Für die letzten beiden Tage der dritten Woche wurde angekündigt, dass dort gegessen und geschlafen wird. Endlich, dachte ich.
Essen kann sie. Das macht sie seit ewigen Zeiten alleine, das wird was. Meine Stimmung stieg. Schlafen konnte schwierig werden. Sie ist so eine Händchenhalterin beim Einschlafen. Keine Ahnung wie man das in der Kita bei einer ganzen Gruppe bewerkstelligen will. Meine Sorgen waren allerdings mal wieder grundlos. Sie schaufelte das Essen inklusive Nachschlag nur so in sich hinein und hat auch direkt 2 Stunden Mittagschlaf dort gemacht.
Mit Händchenhalten.
Jetzt war zum ersten Mal der Punkt gekommen, an dem ich verstand, dass ich ganz umsonst Angst gehabt habe. Dass Mara das schon kann, weil sie ein tolles Mädchen ist. Weil wir sie immer ernst genommen haben, weil wir sie nie haben weinen lassen, weil wir immer da waren, wenn sie uns brauchte und wir sie nie im Stich gelassen haben. Sie hat verstanden, dass wir sie immer wieder abholen, weil sie hier zuhause auch gebraucht wird und ein Teil von uns ist. Das ist es, um was es geht. Vertrauen. Mara muss uns vertrauen, wir müssen Ihr vertrauen und natürlich auch fremden Menschen von denen man rein gar nichts weiß, denn wann redet man denn man über die Wehwehchen der Erzieherinnen?!

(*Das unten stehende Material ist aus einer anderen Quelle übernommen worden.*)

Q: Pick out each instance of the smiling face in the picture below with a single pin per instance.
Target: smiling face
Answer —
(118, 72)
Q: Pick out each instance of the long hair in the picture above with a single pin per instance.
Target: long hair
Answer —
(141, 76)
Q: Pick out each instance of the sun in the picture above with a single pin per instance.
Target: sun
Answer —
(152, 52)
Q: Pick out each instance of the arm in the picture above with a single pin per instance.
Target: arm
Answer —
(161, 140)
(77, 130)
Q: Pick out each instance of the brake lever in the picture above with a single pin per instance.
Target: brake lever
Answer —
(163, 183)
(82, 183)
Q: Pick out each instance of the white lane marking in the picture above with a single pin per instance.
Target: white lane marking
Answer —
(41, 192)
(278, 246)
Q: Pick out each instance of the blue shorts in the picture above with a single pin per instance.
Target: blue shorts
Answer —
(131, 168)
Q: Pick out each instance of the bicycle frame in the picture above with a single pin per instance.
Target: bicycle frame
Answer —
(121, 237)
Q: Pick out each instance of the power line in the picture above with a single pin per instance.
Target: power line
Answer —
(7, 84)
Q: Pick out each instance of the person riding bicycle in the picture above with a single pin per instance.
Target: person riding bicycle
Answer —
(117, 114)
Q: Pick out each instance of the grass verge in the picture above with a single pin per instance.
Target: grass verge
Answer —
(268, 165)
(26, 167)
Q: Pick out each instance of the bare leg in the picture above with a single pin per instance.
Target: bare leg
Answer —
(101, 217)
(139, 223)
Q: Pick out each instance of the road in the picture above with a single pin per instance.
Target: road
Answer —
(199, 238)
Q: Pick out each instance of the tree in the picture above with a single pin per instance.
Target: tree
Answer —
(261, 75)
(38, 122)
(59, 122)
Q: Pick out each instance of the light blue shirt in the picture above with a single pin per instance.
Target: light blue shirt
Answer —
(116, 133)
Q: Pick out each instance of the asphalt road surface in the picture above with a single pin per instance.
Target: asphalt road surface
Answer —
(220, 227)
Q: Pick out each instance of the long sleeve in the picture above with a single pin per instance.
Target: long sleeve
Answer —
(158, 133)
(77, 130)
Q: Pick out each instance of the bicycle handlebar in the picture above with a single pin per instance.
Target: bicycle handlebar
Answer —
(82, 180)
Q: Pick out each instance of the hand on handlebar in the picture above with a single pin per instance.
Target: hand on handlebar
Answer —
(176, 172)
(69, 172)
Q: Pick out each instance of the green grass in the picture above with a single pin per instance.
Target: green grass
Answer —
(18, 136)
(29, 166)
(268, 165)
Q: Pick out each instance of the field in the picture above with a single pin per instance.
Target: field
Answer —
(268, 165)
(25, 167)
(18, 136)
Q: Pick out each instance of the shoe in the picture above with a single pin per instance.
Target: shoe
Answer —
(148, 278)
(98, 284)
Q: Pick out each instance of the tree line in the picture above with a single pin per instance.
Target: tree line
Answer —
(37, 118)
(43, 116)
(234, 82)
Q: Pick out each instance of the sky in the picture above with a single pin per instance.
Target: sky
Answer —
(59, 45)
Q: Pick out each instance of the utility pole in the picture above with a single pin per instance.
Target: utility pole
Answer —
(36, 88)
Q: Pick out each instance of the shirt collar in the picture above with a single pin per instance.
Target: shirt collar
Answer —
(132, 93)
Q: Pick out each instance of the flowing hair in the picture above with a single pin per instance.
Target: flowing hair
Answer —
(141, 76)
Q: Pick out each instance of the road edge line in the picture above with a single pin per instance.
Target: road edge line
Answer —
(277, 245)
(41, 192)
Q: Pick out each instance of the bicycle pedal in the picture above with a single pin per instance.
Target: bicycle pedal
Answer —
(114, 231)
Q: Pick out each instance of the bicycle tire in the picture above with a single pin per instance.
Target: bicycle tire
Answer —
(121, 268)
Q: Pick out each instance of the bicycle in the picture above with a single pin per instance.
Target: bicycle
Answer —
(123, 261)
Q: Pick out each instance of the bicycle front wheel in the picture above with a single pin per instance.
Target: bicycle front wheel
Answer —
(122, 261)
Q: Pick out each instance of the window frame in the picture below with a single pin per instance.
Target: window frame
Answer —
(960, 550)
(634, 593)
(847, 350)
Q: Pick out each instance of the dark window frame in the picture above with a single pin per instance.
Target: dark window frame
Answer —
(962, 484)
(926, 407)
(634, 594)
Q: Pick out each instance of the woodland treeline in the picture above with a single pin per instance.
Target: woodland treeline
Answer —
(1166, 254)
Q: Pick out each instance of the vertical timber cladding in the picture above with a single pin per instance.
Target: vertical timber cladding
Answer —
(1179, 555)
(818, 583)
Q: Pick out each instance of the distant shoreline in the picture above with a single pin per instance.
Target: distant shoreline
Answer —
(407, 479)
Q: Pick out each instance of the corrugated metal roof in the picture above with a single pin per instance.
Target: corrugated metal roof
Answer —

Vertraut also mehr auf Eure Kinder. Sie sind ganz tolle kleine Menschen die schon viel mehr können, verstehen und wegstecken als man als Elternteil denkt. Man selbst muss lernen loszulassen und sie gehen zu lassen. Man muss lernen den Tag wieder ohne sie rumzubekommen und sich umso mehr auf sie am Nachmittag zu freuen.
So kam es auch, dass Mara an ihrem ersten Tag allein im Kindergarten bei der Verabschiedung nicht mal weinte. Wahrscheinlich war sie einfach glücklich, abgelenkt, überwältigt und voller Vorfreude auf die Abholung ein paar Stunden später.